Run the refinement and evaluate the fit
We're ready to run the guided MD simulation. Download the run options file (
09run.mdp) and the theoretical difference scattering curve (
waxs_diff.dat). The simulation is demanding, and it's probably a good idea to run it on a dedicated machine. The code doesn't benefit from MPI parallelization, but running on all cores of a single compute node over OpenMP is usually enough.
gmx grompp -f 09run.mdp -c 07terms.gro -o 09run
gmx mdrun -v -deffnm 09run -sfac $GMXDATA/top/sfactor_amino_acid_ds_Fourier.xml -waxs_ref waxs_initial.dat -waxs_diff waxs_diff.dat -waxs_out waxs_out -waxs_alpha waxs_alpha
We now want to compare the simulation to the original structure (1LST) and the target structure (2LAO). To avoid any confusion about atom identities (
pdb2gmx adds hydrogens and termini), we will create two
pdb files with just the C-alpha atoms of residues 1-238. Choose C-alpha when prompted.
gmx trjconv -f 2LAO_ed_whatif.pdb -s 2LAO_ed_whatif.pdb -o 2LAO_CA.gro
gmx trjconv -f 1LST_ed_whatif_noligand.pdb -s 1LST_ed_whatif_noligand.pdb -o 1LST_CA.gro
We'll do the same for the trajectory
xtc file, and at the same time center the protein so that it doesn't cross the cell boundaries, which would scew up the RMSD analysis. Again, choose C-alpha when asked.
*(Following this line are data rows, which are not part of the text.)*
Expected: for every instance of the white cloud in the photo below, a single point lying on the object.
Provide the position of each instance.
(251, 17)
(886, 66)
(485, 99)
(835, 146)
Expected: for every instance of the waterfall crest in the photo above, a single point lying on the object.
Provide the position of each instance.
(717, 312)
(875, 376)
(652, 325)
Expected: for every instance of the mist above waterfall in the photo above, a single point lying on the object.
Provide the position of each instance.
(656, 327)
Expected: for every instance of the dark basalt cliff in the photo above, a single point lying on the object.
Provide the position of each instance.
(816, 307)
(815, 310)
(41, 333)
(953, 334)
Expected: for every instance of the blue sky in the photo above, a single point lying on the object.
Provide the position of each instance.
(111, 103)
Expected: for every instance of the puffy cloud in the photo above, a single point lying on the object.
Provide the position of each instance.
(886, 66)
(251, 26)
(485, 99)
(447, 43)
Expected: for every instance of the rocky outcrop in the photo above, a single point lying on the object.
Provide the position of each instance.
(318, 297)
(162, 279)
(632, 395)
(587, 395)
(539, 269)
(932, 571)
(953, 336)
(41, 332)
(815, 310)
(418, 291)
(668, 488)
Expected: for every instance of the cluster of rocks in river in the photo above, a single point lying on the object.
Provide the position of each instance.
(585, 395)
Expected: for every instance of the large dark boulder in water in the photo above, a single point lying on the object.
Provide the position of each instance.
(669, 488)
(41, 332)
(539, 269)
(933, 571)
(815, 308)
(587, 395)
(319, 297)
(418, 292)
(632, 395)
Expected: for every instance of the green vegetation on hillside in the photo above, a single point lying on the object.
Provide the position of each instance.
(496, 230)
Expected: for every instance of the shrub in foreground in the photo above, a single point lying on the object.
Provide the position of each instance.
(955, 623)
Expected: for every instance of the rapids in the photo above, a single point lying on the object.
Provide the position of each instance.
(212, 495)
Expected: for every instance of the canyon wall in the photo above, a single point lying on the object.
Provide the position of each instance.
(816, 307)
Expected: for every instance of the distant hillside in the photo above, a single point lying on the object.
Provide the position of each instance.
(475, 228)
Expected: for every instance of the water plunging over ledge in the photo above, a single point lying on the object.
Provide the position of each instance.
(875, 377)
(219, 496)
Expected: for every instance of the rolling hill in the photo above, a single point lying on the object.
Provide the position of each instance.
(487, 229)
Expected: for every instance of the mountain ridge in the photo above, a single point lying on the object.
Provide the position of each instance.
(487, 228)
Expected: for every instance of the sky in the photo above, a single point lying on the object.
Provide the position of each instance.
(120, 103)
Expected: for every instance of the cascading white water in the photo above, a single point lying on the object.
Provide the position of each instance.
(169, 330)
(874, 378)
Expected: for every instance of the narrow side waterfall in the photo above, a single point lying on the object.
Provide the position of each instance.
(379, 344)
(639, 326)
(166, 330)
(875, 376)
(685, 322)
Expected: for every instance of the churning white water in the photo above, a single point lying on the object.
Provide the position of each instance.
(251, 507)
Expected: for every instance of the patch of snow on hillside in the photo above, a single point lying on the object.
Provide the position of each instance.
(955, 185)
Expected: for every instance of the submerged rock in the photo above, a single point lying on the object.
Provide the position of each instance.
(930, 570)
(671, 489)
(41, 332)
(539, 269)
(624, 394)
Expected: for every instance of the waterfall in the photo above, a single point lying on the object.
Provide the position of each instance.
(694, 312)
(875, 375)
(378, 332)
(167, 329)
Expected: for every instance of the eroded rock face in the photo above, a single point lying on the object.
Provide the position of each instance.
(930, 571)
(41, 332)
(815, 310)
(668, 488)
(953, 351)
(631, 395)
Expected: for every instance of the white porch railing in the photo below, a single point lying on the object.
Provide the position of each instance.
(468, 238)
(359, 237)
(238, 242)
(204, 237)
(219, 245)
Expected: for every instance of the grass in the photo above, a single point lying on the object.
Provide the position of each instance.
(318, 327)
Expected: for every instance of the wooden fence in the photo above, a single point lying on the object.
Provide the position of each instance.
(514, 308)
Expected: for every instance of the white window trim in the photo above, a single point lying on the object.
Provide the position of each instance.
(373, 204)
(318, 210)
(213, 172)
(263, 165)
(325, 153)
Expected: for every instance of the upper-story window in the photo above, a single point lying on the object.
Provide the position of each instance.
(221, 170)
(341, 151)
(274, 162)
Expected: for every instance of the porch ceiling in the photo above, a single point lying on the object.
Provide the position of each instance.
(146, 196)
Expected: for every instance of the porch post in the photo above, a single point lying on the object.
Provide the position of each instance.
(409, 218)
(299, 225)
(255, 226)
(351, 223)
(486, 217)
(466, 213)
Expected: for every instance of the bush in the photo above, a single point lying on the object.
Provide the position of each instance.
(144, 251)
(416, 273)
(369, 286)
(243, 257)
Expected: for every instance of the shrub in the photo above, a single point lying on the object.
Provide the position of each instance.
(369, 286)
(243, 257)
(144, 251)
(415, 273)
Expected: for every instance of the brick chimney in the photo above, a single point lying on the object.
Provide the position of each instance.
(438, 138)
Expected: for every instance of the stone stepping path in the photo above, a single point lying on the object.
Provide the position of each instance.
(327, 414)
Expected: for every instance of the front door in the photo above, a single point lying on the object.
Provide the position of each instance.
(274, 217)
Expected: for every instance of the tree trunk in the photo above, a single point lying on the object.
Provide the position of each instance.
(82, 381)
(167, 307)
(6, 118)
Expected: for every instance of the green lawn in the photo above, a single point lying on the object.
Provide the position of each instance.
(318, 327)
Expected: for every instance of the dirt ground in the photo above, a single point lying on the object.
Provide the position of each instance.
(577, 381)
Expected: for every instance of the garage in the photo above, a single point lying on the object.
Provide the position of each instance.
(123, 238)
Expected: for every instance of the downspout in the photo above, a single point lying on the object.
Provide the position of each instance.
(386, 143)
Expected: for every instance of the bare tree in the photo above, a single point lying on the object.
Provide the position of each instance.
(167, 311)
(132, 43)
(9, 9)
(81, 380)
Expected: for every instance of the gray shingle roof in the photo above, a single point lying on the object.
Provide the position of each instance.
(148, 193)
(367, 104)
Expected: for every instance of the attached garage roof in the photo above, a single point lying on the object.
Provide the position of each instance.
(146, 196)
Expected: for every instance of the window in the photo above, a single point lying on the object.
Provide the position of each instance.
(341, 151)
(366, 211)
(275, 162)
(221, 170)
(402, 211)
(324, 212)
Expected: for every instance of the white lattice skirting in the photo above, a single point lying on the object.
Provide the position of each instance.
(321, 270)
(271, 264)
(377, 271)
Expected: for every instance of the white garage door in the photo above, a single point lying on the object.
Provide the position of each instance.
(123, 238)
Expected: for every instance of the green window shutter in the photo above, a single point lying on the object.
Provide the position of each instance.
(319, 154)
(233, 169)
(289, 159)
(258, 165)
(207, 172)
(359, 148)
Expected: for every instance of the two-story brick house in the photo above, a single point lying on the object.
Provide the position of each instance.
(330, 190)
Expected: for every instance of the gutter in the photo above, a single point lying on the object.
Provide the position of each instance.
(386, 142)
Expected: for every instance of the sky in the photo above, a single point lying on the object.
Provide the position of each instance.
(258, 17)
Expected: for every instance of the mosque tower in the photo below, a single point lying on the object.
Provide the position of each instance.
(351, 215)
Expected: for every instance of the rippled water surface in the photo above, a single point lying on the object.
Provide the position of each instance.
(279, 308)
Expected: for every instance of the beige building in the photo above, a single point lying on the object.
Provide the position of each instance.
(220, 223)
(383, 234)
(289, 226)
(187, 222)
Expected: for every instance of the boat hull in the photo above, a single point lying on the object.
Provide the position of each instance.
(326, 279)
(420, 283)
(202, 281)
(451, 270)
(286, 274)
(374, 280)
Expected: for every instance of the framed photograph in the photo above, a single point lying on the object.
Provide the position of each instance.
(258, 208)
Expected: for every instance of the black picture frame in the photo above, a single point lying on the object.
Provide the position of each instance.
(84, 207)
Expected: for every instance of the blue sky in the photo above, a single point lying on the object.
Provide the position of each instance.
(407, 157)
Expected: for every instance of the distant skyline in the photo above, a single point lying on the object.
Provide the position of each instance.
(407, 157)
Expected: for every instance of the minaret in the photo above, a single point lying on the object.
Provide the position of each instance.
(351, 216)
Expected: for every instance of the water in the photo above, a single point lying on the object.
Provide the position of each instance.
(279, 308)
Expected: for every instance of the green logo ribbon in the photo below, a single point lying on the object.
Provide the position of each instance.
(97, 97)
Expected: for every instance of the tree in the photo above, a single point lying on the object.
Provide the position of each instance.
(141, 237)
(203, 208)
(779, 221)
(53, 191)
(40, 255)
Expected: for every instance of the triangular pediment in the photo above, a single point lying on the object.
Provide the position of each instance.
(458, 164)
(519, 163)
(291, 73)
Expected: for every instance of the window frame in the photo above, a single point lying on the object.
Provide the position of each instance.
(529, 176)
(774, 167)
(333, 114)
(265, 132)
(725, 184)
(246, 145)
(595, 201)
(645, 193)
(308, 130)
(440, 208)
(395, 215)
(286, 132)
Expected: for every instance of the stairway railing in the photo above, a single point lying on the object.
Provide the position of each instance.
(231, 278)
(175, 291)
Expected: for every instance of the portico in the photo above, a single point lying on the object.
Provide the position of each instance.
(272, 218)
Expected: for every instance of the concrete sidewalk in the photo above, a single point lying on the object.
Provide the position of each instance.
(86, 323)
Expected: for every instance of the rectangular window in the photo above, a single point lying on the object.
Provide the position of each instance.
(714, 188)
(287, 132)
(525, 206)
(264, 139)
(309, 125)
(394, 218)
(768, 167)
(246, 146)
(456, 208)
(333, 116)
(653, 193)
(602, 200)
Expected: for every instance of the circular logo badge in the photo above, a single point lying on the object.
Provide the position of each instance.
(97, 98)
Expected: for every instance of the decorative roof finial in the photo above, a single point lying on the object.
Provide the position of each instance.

gmx trjconv -s 09run.tpr -f 09run.xtc -o 09run_CA.xtc -pbc mol -center
Next, do the RMSD analysis, then view the results with
xmgrace or some other plotting tool. If you also want to see the WAXS energy decreasing, use the
gmx energy tool.
gmx rms -s 1LST_CA.gro -f 09run_CA.xtc -o rmsd_vs_holo
gmx rms -s 2LAO_CA.gro -f 09run_CA.xtc -o rmsd_vs_apo
gmx energy -f 09run.edr
This is my output. It compares well with the figure in the original publication (Björling et al., 2015) although the run is shorter. The trajectory approaches the apo structure (black curve) while moving further away from the holo structure (red curve). The WAXS energy follows the target RMSD quite closely.